The school requires the investing company to have a good business plan to be able to purchase the license to use intellectual property. For example, if a company was investing in a pharmaceutical innovation developed by the school, then the company would have to file the new drug application to get some sort of regulatory approval authority so it could get to a phase one clinical trial. It would also need to agree to put the final product on the market in a certain amount of time or make a target number of sales before a certain amount of time.

“It is definitely an extensive process,” Fender says about licensing. “I think it’s a good source of revenue for the university. However, I think the No. 1 goal is to see that we can develop pathways to facilitate the commercialization of these innovations that are the result of the good work that our researchers do.”

 

Extending to high schools

High schools also have the same license and trademark agreements but not for their research as much as their athletic merchandise.

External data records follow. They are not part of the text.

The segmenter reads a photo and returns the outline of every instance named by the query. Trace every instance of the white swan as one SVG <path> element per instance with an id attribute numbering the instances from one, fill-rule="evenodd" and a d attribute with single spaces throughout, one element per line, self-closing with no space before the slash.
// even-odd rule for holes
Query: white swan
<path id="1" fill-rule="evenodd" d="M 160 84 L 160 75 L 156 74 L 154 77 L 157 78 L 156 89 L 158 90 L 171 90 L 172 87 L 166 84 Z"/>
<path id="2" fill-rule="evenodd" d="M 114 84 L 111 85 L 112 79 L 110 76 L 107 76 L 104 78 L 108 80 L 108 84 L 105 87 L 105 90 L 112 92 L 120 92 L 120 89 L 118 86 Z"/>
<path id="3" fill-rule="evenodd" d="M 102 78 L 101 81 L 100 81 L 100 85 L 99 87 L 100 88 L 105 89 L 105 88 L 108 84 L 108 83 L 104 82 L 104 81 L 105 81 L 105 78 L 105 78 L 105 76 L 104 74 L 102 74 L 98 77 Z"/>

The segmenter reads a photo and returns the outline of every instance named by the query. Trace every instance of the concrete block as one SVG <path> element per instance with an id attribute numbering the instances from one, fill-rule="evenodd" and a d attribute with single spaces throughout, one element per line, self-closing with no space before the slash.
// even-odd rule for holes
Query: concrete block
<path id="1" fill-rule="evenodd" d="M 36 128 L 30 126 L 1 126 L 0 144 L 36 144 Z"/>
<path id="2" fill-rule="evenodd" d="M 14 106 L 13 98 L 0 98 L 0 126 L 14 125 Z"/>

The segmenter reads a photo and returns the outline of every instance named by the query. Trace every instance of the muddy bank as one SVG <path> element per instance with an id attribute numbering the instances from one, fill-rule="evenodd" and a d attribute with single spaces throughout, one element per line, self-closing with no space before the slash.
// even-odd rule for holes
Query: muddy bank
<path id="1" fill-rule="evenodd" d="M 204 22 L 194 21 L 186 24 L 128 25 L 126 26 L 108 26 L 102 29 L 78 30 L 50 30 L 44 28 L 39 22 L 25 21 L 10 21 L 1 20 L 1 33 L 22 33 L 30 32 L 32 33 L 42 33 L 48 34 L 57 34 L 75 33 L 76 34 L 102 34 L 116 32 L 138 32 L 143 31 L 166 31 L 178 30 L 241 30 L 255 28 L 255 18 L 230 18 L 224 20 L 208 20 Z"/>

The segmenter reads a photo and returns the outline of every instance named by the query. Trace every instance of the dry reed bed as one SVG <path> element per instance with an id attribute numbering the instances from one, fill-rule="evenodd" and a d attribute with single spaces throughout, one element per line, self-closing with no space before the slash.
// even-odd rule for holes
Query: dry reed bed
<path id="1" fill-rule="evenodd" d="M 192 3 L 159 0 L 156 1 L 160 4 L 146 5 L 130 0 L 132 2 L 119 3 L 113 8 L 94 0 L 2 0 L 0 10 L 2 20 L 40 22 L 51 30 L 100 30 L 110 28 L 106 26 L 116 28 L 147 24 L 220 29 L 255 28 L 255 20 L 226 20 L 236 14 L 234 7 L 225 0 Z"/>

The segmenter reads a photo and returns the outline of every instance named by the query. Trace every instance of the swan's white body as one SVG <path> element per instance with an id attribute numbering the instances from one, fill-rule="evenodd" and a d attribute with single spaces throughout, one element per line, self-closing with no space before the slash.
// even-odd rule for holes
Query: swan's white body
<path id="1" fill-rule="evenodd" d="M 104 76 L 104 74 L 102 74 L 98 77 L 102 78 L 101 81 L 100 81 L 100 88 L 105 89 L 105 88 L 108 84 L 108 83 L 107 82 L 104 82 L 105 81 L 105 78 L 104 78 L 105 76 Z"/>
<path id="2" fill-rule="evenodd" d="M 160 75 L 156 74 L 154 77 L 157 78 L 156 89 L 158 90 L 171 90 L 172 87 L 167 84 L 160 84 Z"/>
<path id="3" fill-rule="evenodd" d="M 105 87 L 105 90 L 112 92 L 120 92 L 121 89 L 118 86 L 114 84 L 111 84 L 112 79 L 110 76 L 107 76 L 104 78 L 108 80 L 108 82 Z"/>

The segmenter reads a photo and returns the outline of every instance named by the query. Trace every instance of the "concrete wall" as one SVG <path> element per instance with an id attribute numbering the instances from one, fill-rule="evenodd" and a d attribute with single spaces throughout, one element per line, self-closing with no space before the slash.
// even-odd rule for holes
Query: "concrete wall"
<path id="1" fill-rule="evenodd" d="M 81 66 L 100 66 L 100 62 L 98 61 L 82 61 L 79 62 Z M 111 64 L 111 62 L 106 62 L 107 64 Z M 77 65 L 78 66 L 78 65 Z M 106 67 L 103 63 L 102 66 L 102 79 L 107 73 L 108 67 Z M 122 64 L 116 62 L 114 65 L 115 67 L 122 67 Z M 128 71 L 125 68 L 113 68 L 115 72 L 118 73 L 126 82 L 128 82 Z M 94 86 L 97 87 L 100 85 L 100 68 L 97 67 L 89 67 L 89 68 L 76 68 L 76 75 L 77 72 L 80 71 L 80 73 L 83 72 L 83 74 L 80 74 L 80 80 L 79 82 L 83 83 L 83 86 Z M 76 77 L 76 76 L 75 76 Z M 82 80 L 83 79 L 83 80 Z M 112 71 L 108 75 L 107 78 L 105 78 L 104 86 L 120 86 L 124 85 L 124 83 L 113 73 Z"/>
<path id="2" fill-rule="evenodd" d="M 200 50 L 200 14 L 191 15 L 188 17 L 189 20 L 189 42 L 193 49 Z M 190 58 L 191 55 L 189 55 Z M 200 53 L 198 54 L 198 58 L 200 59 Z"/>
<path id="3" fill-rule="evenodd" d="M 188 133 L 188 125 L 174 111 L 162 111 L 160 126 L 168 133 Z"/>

“This is the exact same thing Learfield and Mizzou Sports Properties do at the University of Missouri,” writes Collin See of Kelly Sports Properties in an email.

See defines intellectual property management as the management of an entity’s marks, logos, name and images in all tangible or intangible assets. This management is for the purposes of legal protection for the entity to provide a controllable environment through precise definition of policies, procedures and protocol for the use of said marks, logos, etc.

Kelly Sports Properties offers five-year contracts to schools’ athletics and activity programs or anything that falls under the Missouri State High School Activities Association. The company covers anything “from middle school track and band to high school football and debate,” See writes.

He also gives three reasons why the company provides its services to schools. According to See, the reasons are as follows, in order of importance: The first is it will allow a district to become more compliant and provide equity to all programs. Second, it provides the protection of the marks and logos in the area of licensing. And finally, the program will generate revenue at a level greater than the efforts of the past. If See’s reasons are to be taken seriously, then Kelly Sports Properties is one of the few private companies whose foremost reason for existing is not to make money.